Anche per questo problema Young ha dato l’allarme e ha proposto soluzioni.
Senza essere veramente ascoltato. Senza che si sia fatto nulla in proposito.
Nel leggere le molte pagine dedicate a questa realtà, tanto sottovalutata ed ignorata quanto terribilmente vera, mi sono sentito letteralmente gelare il sangue. Il problema dei meteoriti e dei detriti spaziali (la cosiddetta spazzatura spaziale) è qualcosa che diverrà ancora più evidente molto presto nei prossimi anni. Young dice che, seppure esistono i mezzi per rilevare la presenza di oggetti prossimi al nostro pianeta, non possiamo scoprirli tutti e soprattutto non abbiamo elaborato e messo in opera alcun sistema di difesa. Come dire che, nel caso di un asteroide più grande di un chilometro che dovesse impattare sulla Terra, ci coglierebbe inermi verso una minaccia capace di annientare la nostra esistenza.
Young aggiunge a tutte le problematiche che riguardano la sopravvivenza dell’umanità sul pianeta Terra anche quella relativa a possibili eruzioni di super vulcani. Con le loro ceneri proiettate sull’atmosfera, ci potrebbe essere un cambiamento rapidissimo della temperatura, una terribile glaciazione che annienterebbe gran parte della vita.
E’ evidente che il futuro della razza umana non può essere mono planetaria. Urge cercare altri possibili pianeti sui quali installare delle basi permanenti, dove una nuova linea evolutiva di esseri umani possa vivere autonomamente.

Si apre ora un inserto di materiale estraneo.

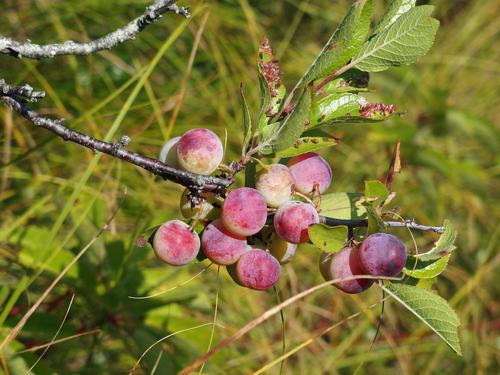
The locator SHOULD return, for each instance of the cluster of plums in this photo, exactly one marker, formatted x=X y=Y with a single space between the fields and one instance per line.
x=236 y=230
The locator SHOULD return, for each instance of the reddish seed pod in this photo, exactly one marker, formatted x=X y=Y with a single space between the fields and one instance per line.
x=244 y=212
x=258 y=270
x=341 y=265
x=310 y=170
x=221 y=246
x=175 y=244
x=292 y=221
x=383 y=254
x=200 y=151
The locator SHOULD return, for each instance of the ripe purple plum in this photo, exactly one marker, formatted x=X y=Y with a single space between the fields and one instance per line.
x=310 y=170
x=292 y=220
x=175 y=244
x=280 y=249
x=344 y=264
x=275 y=184
x=383 y=254
x=221 y=246
x=206 y=210
x=257 y=269
x=168 y=153
x=244 y=212
x=200 y=151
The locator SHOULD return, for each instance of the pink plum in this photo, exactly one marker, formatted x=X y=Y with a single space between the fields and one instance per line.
x=200 y=151
x=220 y=246
x=244 y=212
x=292 y=220
x=175 y=244
x=275 y=184
x=310 y=170
x=258 y=270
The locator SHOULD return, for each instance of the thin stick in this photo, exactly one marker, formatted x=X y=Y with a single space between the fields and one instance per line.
x=36 y=51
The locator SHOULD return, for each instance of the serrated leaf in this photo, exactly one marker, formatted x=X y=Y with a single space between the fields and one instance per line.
x=443 y=246
x=272 y=89
x=376 y=192
x=330 y=239
x=425 y=269
x=431 y=309
x=307 y=144
x=333 y=106
x=248 y=128
x=344 y=43
x=402 y=43
x=293 y=126
x=395 y=10
x=375 y=222
x=343 y=206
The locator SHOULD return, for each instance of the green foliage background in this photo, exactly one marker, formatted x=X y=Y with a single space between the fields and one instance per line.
x=55 y=196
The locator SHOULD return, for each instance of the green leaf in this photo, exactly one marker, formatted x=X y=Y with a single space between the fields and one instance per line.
x=248 y=128
x=330 y=239
x=395 y=10
x=376 y=192
x=403 y=43
x=333 y=106
x=344 y=43
x=430 y=308
x=292 y=127
x=272 y=89
x=425 y=269
x=343 y=206
x=443 y=246
x=375 y=222
x=307 y=144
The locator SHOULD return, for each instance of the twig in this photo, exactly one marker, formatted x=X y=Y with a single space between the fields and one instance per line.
x=37 y=51
x=364 y=223
x=192 y=181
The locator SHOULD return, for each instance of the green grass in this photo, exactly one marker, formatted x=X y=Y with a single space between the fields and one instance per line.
x=55 y=196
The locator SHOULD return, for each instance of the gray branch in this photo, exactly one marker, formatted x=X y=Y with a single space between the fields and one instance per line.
x=17 y=101
x=37 y=51
x=364 y=223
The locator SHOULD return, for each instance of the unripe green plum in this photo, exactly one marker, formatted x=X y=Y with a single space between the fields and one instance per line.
x=341 y=265
x=244 y=212
x=175 y=244
x=258 y=270
x=275 y=184
x=168 y=153
x=292 y=220
x=200 y=151
x=283 y=251
x=221 y=246
x=206 y=210
x=310 y=170
x=383 y=254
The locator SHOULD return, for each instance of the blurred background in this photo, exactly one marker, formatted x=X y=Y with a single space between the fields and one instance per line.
x=54 y=196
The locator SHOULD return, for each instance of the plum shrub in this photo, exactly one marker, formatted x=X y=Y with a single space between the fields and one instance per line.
x=292 y=221
x=344 y=264
x=275 y=184
x=168 y=153
x=200 y=151
x=257 y=269
x=283 y=251
x=310 y=170
x=221 y=246
x=244 y=211
x=383 y=254
x=175 y=244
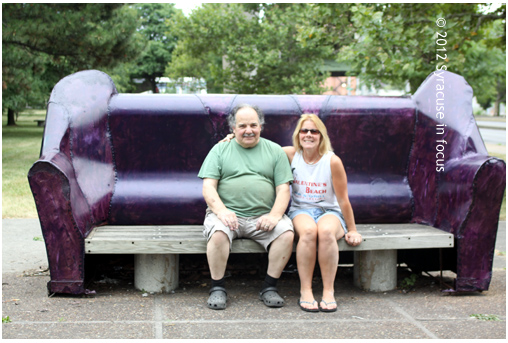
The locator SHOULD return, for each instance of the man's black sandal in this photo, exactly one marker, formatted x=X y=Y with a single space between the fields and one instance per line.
x=270 y=297
x=218 y=298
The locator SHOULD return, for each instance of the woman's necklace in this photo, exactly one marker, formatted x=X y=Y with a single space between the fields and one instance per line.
x=313 y=162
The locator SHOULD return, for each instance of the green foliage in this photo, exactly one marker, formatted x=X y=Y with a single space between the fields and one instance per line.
x=41 y=43
x=160 y=42
x=397 y=42
x=248 y=49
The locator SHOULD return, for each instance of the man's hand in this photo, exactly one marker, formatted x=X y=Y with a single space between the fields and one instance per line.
x=229 y=219
x=267 y=222
x=353 y=238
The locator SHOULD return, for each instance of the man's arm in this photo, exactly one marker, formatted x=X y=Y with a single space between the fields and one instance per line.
x=268 y=221
x=215 y=204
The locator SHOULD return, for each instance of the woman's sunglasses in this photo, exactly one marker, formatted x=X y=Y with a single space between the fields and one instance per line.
x=312 y=131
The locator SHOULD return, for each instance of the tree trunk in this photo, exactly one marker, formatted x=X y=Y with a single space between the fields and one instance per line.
x=497 y=107
x=11 y=117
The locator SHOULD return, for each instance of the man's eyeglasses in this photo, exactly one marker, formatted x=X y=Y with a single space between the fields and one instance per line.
x=312 y=131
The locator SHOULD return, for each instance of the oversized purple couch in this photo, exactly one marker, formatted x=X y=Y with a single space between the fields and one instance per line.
x=130 y=159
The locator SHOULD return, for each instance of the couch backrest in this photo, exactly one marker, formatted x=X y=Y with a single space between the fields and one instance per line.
x=160 y=141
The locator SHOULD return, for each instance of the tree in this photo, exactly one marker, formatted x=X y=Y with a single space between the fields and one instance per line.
x=399 y=43
x=251 y=48
x=152 y=62
x=41 y=43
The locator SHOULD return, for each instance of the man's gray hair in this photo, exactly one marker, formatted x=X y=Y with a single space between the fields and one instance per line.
x=232 y=115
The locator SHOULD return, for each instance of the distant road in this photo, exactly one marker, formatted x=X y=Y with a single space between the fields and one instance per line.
x=493 y=136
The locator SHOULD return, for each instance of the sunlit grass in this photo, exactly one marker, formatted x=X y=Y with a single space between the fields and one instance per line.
x=21 y=146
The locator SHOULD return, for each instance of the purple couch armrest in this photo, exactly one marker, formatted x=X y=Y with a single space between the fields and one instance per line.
x=66 y=220
x=74 y=178
x=470 y=193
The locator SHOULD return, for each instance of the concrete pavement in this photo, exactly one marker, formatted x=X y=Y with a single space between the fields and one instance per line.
x=118 y=311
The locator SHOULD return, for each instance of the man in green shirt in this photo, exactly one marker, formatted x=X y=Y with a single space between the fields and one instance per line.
x=246 y=188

E urge altresì sviluppare tecnologie idonee a risolvere tutti i problemi inerenti, compresi quelli di difesa verso catastrofi potenziali che oggi possono apparire remote, ma che non lo sono. Sono vicine a casa nostra, dove viviamo ignari e tranquilli.
Si pensa ad un ritorno sulla Luna, ma soprattutto all’esplorazione e alla colonizzazione di Marte e non solo.
Come dice Young: “The massage is clear. Single-planet species don’t last… The potential of catastrophe is serious _ and close to home… But who in NASA has been putting the development of these technologies on a high-priority basis?”
[Il messaggio è chiaro. Le specie che vivono su un solo pianeta non durano… Il potenziale di una catastrofe è serio _ e prossimo alla nostra casa. Ma chi alla NASA ha messo lo sviluppo di queste tecnologie sulla base di una priorità alta?].
Certe tecnologie dovrebbero essere in cima alla lista delle priorità, dovrebbe essere fatto ogni sforzo, anche economico, per diffondere la consapevolezza, la volontà e la capacità di difenderci.
Ma, se mi guardo intorno, devo convenire con Young, nessuno sembra preoccuparsene affatto.
Young ci ha lasciato all’inizio dell’anno 2018.
E ha lasciato anche una moltitudine di problemi ancora aperti ed insoluti.